Retrospective validation of nodule management based on deep learning-based malignancy thresholds in lung cancer screening

N. Antonissen, K. Venkadesh, H. Gietema, R. Vliegenthart, Z. Saghir, E. Scholten, M. Prokop, C. Schaefer-Prokop and C. Jacobs

European Congress of Radiology 2023.

Purpose: We previously developed and validated a deep learning (DL) algorithm for malignancy risk estimation of screen-detected nodules. The nodule risk cut-off for a positive screen, triggering more intensive follow-up (either short-term follow-up, PET-CT or biopsy), varies in existing nodule management protocols; 1-2% for Lung-RADS (cat 3), 6% for PanCan2b (CAT3). In this study, we investigated two DL-based malignancy thresholds to define a positive screen, compared to existing nodule management protocols.

Methods and materials: All baseline CT-scans from the Danish Lung Cancer Screening Trial were linked to lung cancer diagnosis within 2 years, resulting in 2,019 non-cancer and 18 cancer cases. The DL-based malignancy risk was computed for all screen-detected nodules using two malignancy risk cut-off points (6% and 10%), as threshold for a positive screen. For both Lung-RADS and PanCan2b, we used the published nodule-risk cut-offs for a positive screen. Sensitivity and False Positive Rate (FPR) were calculated for all baseline scans (n=2,037) using the risk dominant nodule per scan.

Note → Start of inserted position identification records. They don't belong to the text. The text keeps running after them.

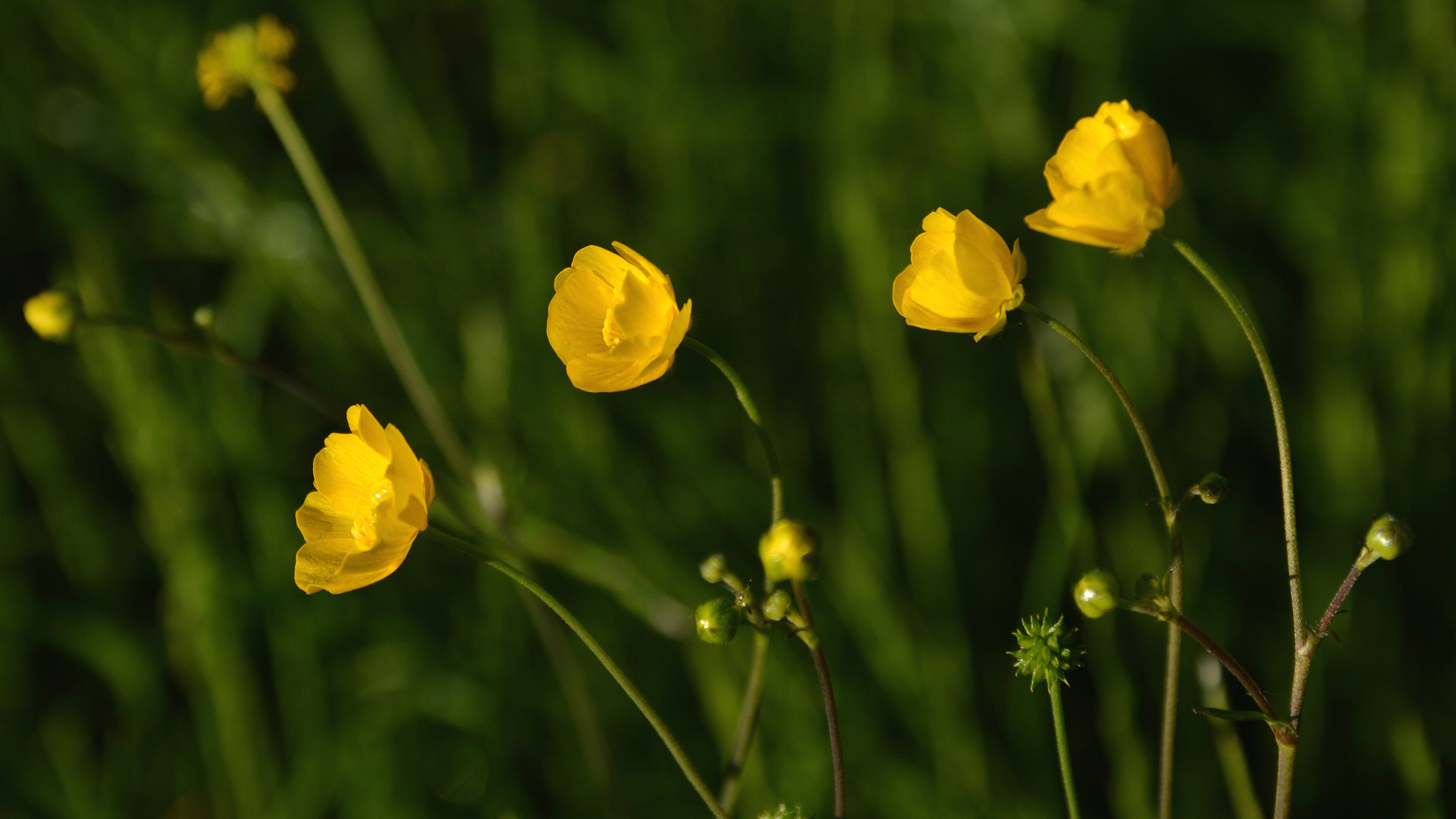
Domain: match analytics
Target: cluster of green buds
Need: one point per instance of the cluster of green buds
(1046, 651)
(788, 553)
(1386, 539)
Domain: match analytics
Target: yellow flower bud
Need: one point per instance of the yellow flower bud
(1111, 180)
(52, 315)
(788, 550)
(717, 621)
(373, 499)
(1097, 594)
(615, 319)
(962, 278)
(242, 55)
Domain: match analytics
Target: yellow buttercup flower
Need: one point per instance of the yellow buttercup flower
(373, 499)
(52, 315)
(962, 278)
(1111, 180)
(615, 319)
(242, 55)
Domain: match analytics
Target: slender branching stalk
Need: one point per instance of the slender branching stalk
(777, 491)
(1063, 749)
(673, 746)
(1175, 580)
(1296, 601)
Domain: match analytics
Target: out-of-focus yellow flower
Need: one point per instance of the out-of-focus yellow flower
(1111, 180)
(615, 319)
(962, 278)
(52, 315)
(240, 55)
(788, 551)
(373, 499)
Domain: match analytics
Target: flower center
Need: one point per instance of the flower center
(366, 513)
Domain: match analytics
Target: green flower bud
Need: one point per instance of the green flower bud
(712, 569)
(788, 550)
(1097, 594)
(1212, 487)
(1046, 651)
(1388, 537)
(717, 621)
(778, 605)
(1147, 588)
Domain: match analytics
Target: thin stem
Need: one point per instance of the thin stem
(747, 717)
(1063, 751)
(363, 278)
(775, 480)
(1175, 582)
(224, 354)
(830, 710)
(472, 550)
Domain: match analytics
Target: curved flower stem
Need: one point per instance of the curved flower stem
(224, 354)
(830, 710)
(1169, 722)
(472, 550)
(357, 265)
(752, 410)
(1296, 598)
(1063, 752)
(747, 717)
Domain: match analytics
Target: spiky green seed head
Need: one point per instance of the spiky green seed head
(1046, 651)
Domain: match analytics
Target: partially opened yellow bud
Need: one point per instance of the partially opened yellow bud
(788, 550)
(242, 55)
(373, 499)
(962, 278)
(1111, 180)
(615, 319)
(52, 315)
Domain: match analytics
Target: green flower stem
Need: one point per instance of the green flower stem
(478, 553)
(224, 354)
(830, 710)
(1175, 580)
(775, 480)
(363, 278)
(747, 717)
(1063, 751)
(1296, 596)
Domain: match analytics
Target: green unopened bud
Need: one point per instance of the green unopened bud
(788, 551)
(52, 314)
(778, 605)
(1388, 538)
(712, 569)
(1149, 588)
(1097, 594)
(717, 621)
(1212, 487)
(1046, 651)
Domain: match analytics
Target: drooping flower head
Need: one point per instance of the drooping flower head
(52, 315)
(615, 319)
(240, 55)
(373, 499)
(962, 278)
(1111, 180)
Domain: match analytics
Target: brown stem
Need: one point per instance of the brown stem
(830, 710)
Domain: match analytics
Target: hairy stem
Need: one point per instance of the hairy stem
(673, 746)
(752, 410)
(1175, 582)
(747, 717)
(1296, 598)
(830, 710)
(1063, 751)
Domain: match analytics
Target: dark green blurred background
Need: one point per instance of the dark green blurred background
(775, 159)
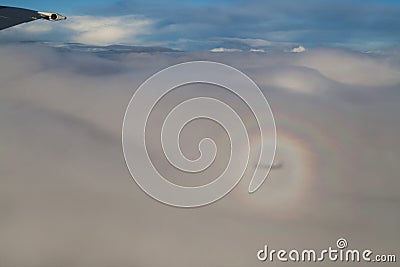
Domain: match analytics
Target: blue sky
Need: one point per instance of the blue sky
(204, 25)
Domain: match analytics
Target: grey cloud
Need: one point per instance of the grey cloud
(357, 24)
(67, 199)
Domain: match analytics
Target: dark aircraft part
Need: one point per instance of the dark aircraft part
(11, 16)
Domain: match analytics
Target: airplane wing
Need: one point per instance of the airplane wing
(11, 16)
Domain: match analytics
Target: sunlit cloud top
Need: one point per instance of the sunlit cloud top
(205, 25)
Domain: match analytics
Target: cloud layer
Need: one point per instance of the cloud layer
(245, 25)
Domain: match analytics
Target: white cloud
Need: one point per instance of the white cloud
(95, 30)
(298, 49)
(107, 30)
(222, 49)
(351, 68)
(257, 50)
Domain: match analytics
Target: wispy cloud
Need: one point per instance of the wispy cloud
(64, 186)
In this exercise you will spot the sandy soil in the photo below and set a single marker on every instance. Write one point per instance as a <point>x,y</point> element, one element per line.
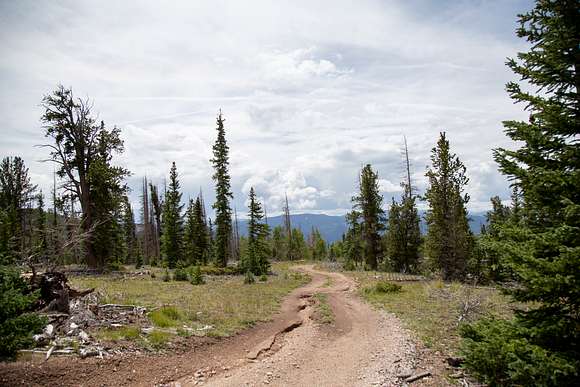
<point>363,347</point>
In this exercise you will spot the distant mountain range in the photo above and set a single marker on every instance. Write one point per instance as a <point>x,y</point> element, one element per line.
<point>332,227</point>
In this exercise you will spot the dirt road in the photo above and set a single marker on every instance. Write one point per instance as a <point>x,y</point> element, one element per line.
<point>362,347</point>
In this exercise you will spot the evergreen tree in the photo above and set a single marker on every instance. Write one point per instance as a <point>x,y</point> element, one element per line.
<point>353,248</point>
<point>40,229</point>
<point>317,246</point>
<point>369,202</point>
<point>403,237</point>
<point>195,234</point>
<point>541,345</point>
<point>223,212</point>
<point>256,257</point>
<point>449,239</point>
<point>16,191</point>
<point>172,221</point>
<point>278,243</point>
<point>129,233</point>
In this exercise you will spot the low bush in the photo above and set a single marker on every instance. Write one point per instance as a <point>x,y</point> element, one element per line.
<point>502,353</point>
<point>383,287</point>
<point>180,274</point>
<point>17,324</point>
<point>167,316</point>
<point>249,278</point>
<point>196,276</point>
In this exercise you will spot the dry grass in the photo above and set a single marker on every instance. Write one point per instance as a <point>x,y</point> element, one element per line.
<point>223,303</point>
<point>434,309</point>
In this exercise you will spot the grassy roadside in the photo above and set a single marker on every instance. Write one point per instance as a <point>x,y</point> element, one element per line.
<point>220,307</point>
<point>434,309</point>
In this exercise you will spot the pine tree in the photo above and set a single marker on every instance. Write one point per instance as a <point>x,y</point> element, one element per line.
<point>278,243</point>
<point>172,221</point>
<point>195,234</point>
<point>257,254</point>
<point>541,346</point>
<point>369,202</point>
<point>16,191</point>
<point>223,212</point>
<point>353,246</point>
<point>129,232</point>
<point>83,150</point>
<point>403,237</point>
<point>449,239</point>
<point>40,229</point>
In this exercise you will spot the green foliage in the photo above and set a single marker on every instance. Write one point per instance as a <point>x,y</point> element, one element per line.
<point>541,245</point>
<point>403,236</point>
<point>255,260</point>
<point>367,206</point>
<point>223,212</point>
<point>449,240</point>
<point>383,287</point>
<point>166,276</point>
<point>318,248</point>
<point>180,274</point>
<point>249,278</point>
<point>195,234</point>
<point>16,191</point>
<point>165,317</point>
<point>83,150</point>
<point>172,221</point>
<point>16,323</point>
<point>503,353</point>
<point>196,276</point>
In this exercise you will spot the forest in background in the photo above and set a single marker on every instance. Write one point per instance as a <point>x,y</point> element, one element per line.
<point>530,248</point>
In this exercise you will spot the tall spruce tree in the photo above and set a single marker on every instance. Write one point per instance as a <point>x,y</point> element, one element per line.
<point>449,239</point>
<point>195,234</point>
<point>223,211</point>
<point>541,346</point>
<point>41,240</point>
<point>403,235</point>
<point>16,191</point>
<point>369,203</point>
<point>129,232</point>
<point>172,221</point>
<point>256,259</point>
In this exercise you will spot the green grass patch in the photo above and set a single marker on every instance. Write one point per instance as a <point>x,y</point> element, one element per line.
<point>324,310</point>
<point>158,339</point>
<point>165,317</point>
<point>224,303</point>
<point>383,287</point>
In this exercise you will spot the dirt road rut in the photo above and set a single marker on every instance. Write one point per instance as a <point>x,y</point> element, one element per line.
<point>363,347</point>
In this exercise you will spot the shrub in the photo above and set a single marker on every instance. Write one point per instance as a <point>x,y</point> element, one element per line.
<point>167,316</point>
<point>503,353</point>
<point>249,278</point>
<point>180,274</point>
<point>16,325</point>
<point>196,276</point>
<point>139,262</point>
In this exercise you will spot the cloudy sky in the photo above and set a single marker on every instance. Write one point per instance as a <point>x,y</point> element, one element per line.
<point>311,90</point>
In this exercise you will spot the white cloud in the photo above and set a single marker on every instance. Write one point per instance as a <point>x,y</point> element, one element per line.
<point>311,90</point>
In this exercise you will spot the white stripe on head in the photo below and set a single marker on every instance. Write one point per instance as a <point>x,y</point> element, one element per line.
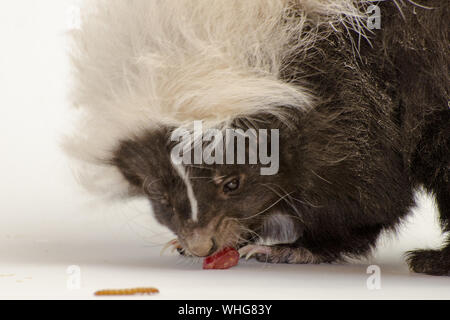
<point>190,192</point>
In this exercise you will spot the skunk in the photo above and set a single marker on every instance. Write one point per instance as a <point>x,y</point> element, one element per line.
<point>362,112</point>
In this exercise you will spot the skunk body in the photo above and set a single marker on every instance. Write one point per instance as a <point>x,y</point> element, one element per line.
<point>363,117</point>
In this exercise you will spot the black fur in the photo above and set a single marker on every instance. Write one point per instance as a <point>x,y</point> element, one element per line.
<point>350,165</point>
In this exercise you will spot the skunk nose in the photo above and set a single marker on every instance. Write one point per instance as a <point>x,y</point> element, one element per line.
<point>200,246</point>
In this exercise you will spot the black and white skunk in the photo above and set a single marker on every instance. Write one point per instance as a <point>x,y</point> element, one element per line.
<point>363,117</point>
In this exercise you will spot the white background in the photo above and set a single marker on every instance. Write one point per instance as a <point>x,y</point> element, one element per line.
<point>48,224</point>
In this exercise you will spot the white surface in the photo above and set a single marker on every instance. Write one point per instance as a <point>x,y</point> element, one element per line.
<point>47,224</point>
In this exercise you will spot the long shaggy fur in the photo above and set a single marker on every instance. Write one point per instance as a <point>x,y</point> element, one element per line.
<point>141,64</point>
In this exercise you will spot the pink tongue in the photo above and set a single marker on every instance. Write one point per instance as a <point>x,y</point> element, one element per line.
<point>224,259</point>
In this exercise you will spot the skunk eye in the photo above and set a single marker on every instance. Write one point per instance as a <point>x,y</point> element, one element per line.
<point>231,186</point>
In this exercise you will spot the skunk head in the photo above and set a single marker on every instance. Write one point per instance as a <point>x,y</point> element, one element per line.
<point>207,206</point>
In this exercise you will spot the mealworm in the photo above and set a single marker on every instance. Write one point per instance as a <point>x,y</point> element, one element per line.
<point>127,292</point>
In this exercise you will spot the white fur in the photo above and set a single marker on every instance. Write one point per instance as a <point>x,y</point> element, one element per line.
<point>181,170</point>
<point>139,64</point>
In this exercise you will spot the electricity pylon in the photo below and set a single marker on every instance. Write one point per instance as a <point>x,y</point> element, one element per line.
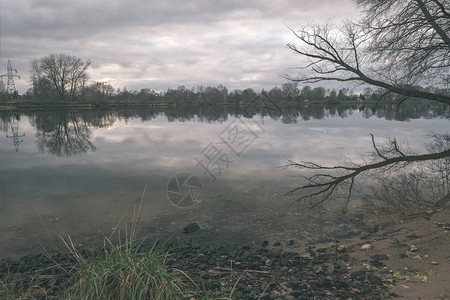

Results: At a threshold of 6%, DL achieved the highest sensitivity with 88.9% compared to 83.3% of Lung-RADS and 77.8% with PanCan2b. DL and PanCan2b yielded comparable FPR of 3.6% and 4.1%, respectively, while Lung-RADS had a higher FPR of 8.7%. Increasing the DL threshold to >=10% resulted in a sensitivity of 88.9%, and a FPR of 2.5%.

Conclusion: DL-based nodule risk cut-offs achieved the highest sensitivity and lowest FPR for defining a positive screen, triggering more intense diagnostic work-up. Increasing the risk cut-off from 6% to 10% further decreased the FPR without alteration of sensitivity.

Limitations: This study is a retrospective analysis on data from one screening trial and one screening round. More external validation is needed, including validation for incidence screenings.